You may have felt creeped out by other people looking at you through Google Glass, but what if you never knew someone was looking at you through the device?

Samsung is interested in creating such a device in the form of a smart contact lens with an embedded camera and display. Samsung details the technology in a Korean patent application, first picked up by SamMobile.

Samsung of course is investing big time in IoT and the smart lens, though just on paper for now, would add to the plethora of things it's making to interface with smartphones, including watches, belts, VR companion devices, TVs and white goods.

Samsung thinks that in the context of augmented reality, the smart lens can overcome the narrow viewing angle of Google Glass and due to its proximity to the retina, would negate the need for eye-tracking.
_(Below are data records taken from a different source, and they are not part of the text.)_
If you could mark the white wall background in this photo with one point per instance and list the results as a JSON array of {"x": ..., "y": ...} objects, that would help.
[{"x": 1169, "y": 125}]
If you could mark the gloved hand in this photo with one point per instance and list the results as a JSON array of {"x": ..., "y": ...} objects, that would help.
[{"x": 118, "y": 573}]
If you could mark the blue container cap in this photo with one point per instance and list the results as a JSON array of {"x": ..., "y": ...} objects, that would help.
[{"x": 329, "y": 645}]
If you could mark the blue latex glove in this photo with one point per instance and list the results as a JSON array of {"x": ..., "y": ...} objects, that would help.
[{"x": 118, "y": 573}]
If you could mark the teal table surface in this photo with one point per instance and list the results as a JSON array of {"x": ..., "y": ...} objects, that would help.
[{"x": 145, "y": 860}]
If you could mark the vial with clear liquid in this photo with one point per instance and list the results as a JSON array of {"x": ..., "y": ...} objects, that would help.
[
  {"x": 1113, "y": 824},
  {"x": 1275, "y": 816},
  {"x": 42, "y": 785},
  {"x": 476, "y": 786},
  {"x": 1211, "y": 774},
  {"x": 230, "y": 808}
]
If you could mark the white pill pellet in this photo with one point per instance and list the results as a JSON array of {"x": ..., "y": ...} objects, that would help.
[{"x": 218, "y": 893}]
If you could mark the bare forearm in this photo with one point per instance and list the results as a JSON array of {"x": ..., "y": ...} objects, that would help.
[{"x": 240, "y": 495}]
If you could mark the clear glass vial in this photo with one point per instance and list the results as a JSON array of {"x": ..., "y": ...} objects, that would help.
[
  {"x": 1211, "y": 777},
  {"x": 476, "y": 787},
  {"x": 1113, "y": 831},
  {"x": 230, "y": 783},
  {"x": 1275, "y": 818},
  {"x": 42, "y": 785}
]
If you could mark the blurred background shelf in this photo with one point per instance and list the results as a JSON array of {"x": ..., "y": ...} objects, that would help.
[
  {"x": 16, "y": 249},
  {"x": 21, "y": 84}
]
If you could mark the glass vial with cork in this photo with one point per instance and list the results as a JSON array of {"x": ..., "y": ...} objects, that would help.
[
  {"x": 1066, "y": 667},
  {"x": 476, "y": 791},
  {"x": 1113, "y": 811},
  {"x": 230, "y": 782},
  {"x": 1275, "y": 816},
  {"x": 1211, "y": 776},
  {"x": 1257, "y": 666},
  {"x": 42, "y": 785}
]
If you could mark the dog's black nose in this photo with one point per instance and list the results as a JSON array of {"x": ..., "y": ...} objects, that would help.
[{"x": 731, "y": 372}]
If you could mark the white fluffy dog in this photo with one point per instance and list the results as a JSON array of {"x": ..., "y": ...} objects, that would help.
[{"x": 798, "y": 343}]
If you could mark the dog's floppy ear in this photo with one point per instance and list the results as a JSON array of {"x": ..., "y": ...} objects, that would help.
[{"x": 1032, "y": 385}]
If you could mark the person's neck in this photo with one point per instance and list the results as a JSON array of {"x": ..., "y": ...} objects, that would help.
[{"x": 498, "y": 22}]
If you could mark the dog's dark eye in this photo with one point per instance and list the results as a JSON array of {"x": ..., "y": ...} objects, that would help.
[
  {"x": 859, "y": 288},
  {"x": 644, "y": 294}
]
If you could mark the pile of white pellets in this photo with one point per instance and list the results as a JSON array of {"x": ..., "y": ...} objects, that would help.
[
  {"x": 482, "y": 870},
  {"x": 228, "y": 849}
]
The smart lens would comprise of several layers housing transparent electronics, including an antenna to wirelessly send data between a connected smartphone right to the retina of the wearer's eyeball.

Just like Google Glass, the contact lens would be capable of taking snaps and relaying navigation data from a smartphone.

As all Glass explorers found out and Apple Watch wearers know, batteries and charging remain problem for wearables. So how do you charge a contact lens? Samsung's answer is an external antenna on the lens that allows it to draw power wirelessly from the smartphone's battery.

Samsung doesn't go into to much detail about power supply, but it is also ploughing R&D dollars into wireless charging technologies for smartphones.

Two years ago Google announced it was working with pharma company Novartis on a smart lens, though it was envisaged as a way to monitor glucose levels in diabetics. Novartis also saw potential in the lens as a next generation contact lens.